Figure 5. Charcoal bio-briquette density

Figure 6. Linear regression of calorific value with the density of bio- briquette on different raw material compositions

3.4. Ash Content

Determination of ash content was intended to find out the unburned part which has no more carbon elements after the briquettes were burned.

Table 6. The average of ash content and qualification of Bio-briquette

In this research, the lowest ash content was 16.60%, obtained in C3 treatment (60% oil palm empty fruit bunches, 40% oil palm fronds), while the highest ash content was 40.20%, produced in the C7 treatment (100% oil palm fronds). The ash content produced in this research was far above the standard, in contrast to the bio-briquette ash content produced from research on the utilization of the potential wealth of palm frond waste into alternative energy charcoal briquettes with variations in the type of adhesive between 6.8 - 7.4% [19]. High levels of ash can be caused due to poor processing and still need to be improved. The relationship between the calorific value and bio-briquette ash content was expressed in the equation; y = -0.006x + 52.73 with the value of R² = 0.498 and the correlation coefficient (r) = 0.70. Calorific value was negatively correlated with ash content, the higher the calorific value the lower the ash content in bio-briquette.

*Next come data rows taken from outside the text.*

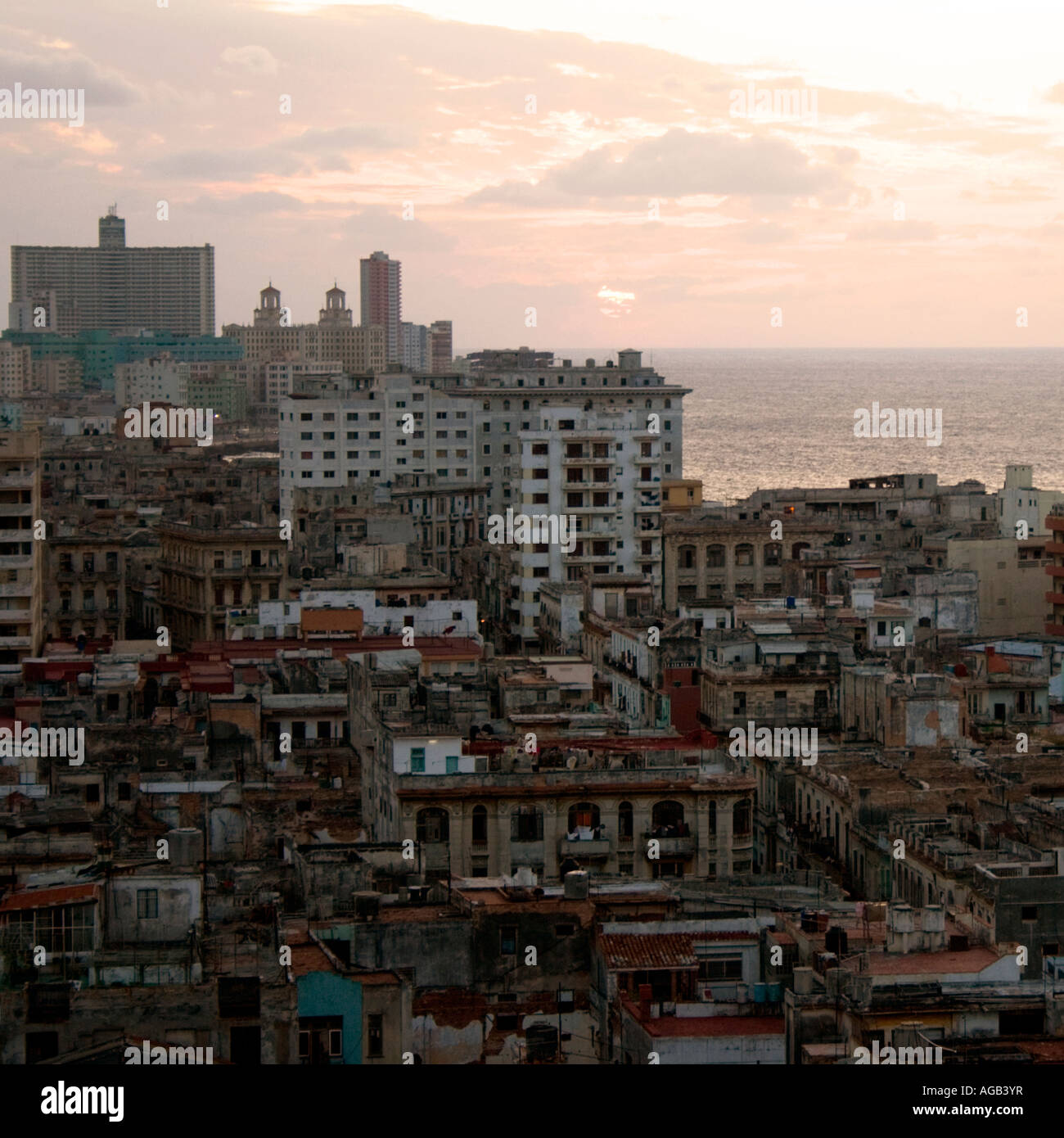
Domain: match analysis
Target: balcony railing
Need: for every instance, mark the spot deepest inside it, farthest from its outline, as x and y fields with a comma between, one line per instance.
x=673, y=846
x=584, y=848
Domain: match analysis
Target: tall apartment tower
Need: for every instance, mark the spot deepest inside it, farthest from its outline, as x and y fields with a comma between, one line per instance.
x=114, y=287
x=22, y=630
x=381, y=300
x=440, y=345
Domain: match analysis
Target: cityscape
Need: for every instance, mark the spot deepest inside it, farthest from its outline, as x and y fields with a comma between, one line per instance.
x=393, y=688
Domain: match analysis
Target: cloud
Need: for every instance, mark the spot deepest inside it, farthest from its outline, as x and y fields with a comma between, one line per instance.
x=253, y=58
x=318, y=148
x=895, y=231
x=679, y=163
x=102, y=87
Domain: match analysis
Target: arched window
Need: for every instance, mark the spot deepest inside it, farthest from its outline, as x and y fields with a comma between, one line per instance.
x=526, y=824
x=624, y=820
x=584, y=815
x=667, y=820
x=434, y=825
x=480, y=825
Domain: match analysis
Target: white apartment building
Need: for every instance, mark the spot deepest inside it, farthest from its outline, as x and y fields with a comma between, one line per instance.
x=601, y=469
x=414, y=353
x=463, y=440
x=1020, y=501
x=155, y=379
x=353, y=438
x=15, y=369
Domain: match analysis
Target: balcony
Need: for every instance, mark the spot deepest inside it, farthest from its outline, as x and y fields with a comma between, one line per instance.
x=586, y=848
x=674, y=847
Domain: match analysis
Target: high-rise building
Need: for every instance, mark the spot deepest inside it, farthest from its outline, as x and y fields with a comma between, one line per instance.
x=464, y=436
x=22, y=619
x=157, y=379
x=440, y=346
x=414, y=347
x=381, y=298
x=335, y=337
x=114, y=287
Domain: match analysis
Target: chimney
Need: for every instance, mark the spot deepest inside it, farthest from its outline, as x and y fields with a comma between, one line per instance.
x=646, y=991
x=804, y=981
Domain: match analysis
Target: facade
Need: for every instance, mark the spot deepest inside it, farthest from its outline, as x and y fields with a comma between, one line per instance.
x=156, y=379
x=414, y=354
x=206, y=571
x=20, y=553
x=601, y=472
x=119, y=288
x=1012, y=581
x=1020, y=502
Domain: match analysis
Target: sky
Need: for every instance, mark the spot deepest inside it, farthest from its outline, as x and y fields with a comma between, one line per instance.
x=571, y=173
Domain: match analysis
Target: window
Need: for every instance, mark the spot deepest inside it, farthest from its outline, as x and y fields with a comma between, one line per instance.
x=434, y=825
x=720, y=968
x=584, y=815
x=147, y=904
x=375, y=1036
x=526, y=824
x=480, y=825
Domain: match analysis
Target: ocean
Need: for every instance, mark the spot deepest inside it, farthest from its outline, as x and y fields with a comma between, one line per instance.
x=786, y=418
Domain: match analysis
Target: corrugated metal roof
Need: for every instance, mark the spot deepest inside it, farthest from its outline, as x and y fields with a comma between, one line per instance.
x=43, y=898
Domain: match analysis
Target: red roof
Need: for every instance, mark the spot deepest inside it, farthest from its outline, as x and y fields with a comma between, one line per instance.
x=431, y=648
x=701, y=1027
x=43, y=898
x=626, y=951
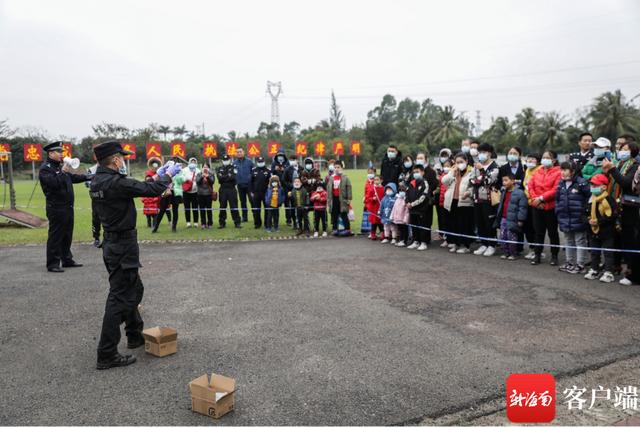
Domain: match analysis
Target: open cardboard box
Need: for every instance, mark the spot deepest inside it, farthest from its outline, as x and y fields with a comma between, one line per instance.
x=212, y=397
x=160, y=341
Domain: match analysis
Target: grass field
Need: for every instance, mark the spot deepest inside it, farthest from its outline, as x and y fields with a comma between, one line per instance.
x=10, y=234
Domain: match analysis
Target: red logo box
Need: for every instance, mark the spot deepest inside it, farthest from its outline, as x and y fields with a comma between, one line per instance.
x=531, y=398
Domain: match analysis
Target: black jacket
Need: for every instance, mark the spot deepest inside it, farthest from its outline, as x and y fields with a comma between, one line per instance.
x=112, y=196
x=390, y=169
x=227, y=176
x=259, y=180
x=57, y=185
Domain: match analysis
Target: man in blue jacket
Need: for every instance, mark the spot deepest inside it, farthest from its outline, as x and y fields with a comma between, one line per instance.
x=243, y=167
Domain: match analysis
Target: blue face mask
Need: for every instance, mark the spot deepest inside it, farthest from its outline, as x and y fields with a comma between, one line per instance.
x=596, y=191
x=624, y=155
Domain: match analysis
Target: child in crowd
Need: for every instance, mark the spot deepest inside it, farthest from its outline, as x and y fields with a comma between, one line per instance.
x=340, y=195
x=319, y=200
x=273, y=200
x=571, y=202
x=300, y=201
x=151, y=205
x=400, y=215
x=372, y=198
x=444, y=217
x=384, y=213
x=602, y=214
x=418, y=203
x=511, y=215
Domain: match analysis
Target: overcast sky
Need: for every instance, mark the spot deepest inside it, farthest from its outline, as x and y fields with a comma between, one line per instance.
x=66, y=65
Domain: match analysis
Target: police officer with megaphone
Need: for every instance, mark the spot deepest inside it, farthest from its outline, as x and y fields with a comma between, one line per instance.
x=57, y=184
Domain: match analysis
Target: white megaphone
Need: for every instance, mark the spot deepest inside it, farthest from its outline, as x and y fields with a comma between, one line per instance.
x=73, y=163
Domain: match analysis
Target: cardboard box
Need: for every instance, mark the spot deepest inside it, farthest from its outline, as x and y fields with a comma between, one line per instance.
x=160, y=341
x=214, y=397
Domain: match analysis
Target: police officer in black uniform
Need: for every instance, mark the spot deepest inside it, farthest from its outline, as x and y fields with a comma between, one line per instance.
x=112, y=194
x=57, y=185
x=260, y=176
x=228, y=193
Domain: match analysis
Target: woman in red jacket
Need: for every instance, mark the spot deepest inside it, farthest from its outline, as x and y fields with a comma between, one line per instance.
x=542, y=197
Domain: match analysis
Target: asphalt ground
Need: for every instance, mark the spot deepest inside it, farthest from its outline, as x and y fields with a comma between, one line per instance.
x=328, y=331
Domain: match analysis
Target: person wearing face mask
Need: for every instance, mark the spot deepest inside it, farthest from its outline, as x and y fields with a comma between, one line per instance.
x=571, y=203
x=400, y=215
x=204, y=181
x=601, y=152
x=622, y=175
x=543, y=187
x=173, y=201
x=532, y=165
x=190, y=191
x=484, y=180
x=57, y=182
x=406, y=174
x=444, y=217
x=260, y=177
x=458, y=200
x=113, y=194
x=585, y=153
x=228, y=193
x=274, y=198
x=602, y=213
x=513, y=166
x=310, y=175
x=391, y=165
x=291, y=173
x=243, y=167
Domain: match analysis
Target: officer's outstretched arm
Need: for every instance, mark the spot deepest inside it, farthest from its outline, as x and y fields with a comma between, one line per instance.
x=128, y=187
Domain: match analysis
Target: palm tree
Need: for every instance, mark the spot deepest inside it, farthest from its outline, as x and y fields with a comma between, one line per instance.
x=164, y=130
x=179, y=131
x=525, y=126
x=550, y=130
x=612, y=116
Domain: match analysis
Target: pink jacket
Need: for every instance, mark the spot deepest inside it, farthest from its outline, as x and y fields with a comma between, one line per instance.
x=400, y=212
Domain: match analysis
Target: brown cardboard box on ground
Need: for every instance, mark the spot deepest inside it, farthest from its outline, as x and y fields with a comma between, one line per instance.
x=160, y=341
x=214, y=397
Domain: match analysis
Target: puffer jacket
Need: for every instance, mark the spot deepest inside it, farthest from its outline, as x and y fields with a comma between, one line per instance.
x=571, y=202
x=517, y=210
x=544, y=183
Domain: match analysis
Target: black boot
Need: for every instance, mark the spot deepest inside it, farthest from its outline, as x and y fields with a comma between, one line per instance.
x=536, y=259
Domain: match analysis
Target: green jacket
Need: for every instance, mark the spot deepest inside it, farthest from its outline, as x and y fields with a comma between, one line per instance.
x=345, y=193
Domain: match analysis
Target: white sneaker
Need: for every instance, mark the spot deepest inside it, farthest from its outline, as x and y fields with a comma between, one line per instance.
x=591, y=275
x=490, y=251
x=480, y=250
x=607, y=277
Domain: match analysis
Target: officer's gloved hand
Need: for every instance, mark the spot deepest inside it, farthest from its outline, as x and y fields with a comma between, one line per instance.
x=174, y=170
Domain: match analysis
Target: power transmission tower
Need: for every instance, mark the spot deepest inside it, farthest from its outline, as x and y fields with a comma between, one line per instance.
x=274, y=89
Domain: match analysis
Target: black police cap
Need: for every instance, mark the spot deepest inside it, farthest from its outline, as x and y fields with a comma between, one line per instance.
x=109, y=148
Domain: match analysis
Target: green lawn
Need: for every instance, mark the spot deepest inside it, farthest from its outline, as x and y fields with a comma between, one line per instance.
x=10, y=234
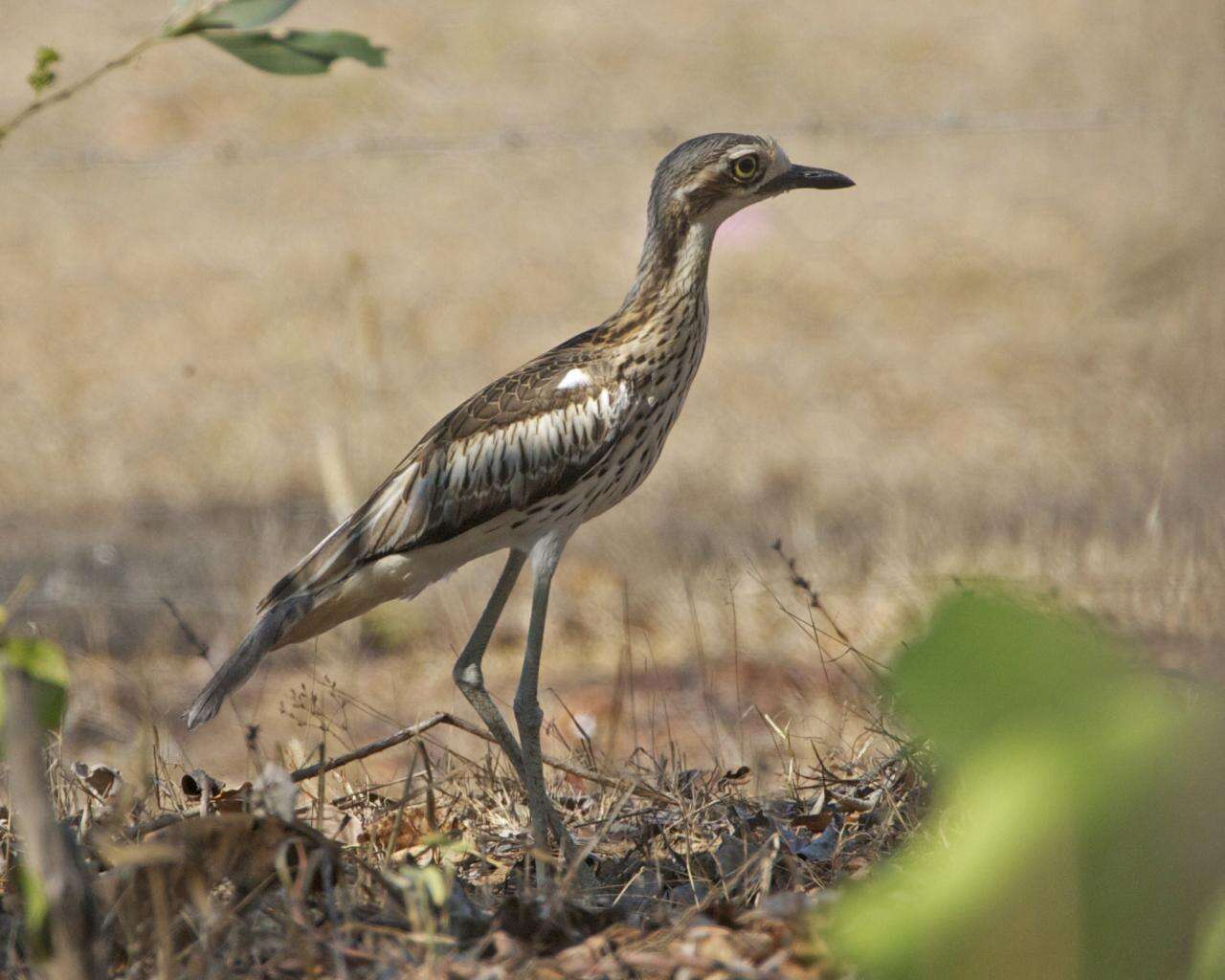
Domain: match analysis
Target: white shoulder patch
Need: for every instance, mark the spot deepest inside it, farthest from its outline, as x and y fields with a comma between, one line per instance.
x=576, y=377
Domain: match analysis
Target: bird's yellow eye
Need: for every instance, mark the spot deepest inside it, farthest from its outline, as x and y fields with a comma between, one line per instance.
x=745, y=168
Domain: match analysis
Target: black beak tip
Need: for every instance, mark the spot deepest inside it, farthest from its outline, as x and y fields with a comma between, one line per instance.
x=827, y=180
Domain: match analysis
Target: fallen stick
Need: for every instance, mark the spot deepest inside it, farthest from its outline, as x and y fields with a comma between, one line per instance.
x=446, y=718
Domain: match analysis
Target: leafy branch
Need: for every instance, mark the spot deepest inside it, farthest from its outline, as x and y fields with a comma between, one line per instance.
x=228, y=25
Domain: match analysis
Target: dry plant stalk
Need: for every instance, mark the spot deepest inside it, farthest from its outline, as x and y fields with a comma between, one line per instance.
x=48, y=852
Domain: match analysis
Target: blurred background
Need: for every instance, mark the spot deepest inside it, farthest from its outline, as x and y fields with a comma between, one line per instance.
x=231, y=301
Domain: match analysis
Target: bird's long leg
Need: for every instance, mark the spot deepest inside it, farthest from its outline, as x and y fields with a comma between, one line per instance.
x=467, y=673
x=527, y=704
x=471, y=680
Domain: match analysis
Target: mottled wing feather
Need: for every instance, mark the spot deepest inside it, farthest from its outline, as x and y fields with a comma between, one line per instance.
x=519, y=441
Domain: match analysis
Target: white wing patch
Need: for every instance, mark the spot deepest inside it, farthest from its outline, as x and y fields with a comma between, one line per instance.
x=576, y=377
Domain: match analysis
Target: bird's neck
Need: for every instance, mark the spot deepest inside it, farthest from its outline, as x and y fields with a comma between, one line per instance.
x=674, y=261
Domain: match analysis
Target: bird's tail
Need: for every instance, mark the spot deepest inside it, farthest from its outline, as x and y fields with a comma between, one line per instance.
x=266, y=635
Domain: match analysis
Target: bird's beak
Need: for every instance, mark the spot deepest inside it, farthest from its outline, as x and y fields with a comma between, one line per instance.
x=797, y=175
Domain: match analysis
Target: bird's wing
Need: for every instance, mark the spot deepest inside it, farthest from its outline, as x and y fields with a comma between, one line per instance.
x=524, y=437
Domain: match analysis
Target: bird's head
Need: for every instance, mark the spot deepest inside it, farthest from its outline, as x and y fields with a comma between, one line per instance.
x=709, y=178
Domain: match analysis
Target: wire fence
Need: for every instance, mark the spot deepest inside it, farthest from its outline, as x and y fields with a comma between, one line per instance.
x=524, y=139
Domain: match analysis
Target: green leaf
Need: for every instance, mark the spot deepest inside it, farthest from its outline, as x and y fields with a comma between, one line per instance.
x=1077, y=812
x=241, y=15
x=42, y=77
x=297, y=52
x=34, y=911
x=43, y=661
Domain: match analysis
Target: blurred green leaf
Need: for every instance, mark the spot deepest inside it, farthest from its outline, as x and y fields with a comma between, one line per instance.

Figure 7. Charcoal bio-briquette ash content

Figure 8. Linear regression of calorific value with bio-briquette ash content on different raw material compositions

4. Conclusions

Charcoal bio-briquette from empty bunches and oil palm fronds raw material can be used as an alternative energy source, the calorific value produced was 3,850.86 cal g^-1 to 6,368.12 cal g^-1. Judging from the calorific value produced, the best composition was 100% oil palm empty fruit bunches. The bio-briquettes quality produced was closely related to water content, ash content and the density of bio-briquette particles. Calorific values were positively correlated with water content and particle density with the correlation coefficient values of 0.72 and 0.47, but negatively correlated with ash content with a correlation coefficient of 0.70.

ACKNOWLEDGEMENTS

This research was funded by the Ministry of Research, Technology and Higher Education, in the beginner lecturer research scheme. We thank the Ministry of Research, Technology and Higher Education and STIPER Agrobisnis Perkebunan (STIP-AP) for the opportunity and support for us during the conduct of this research.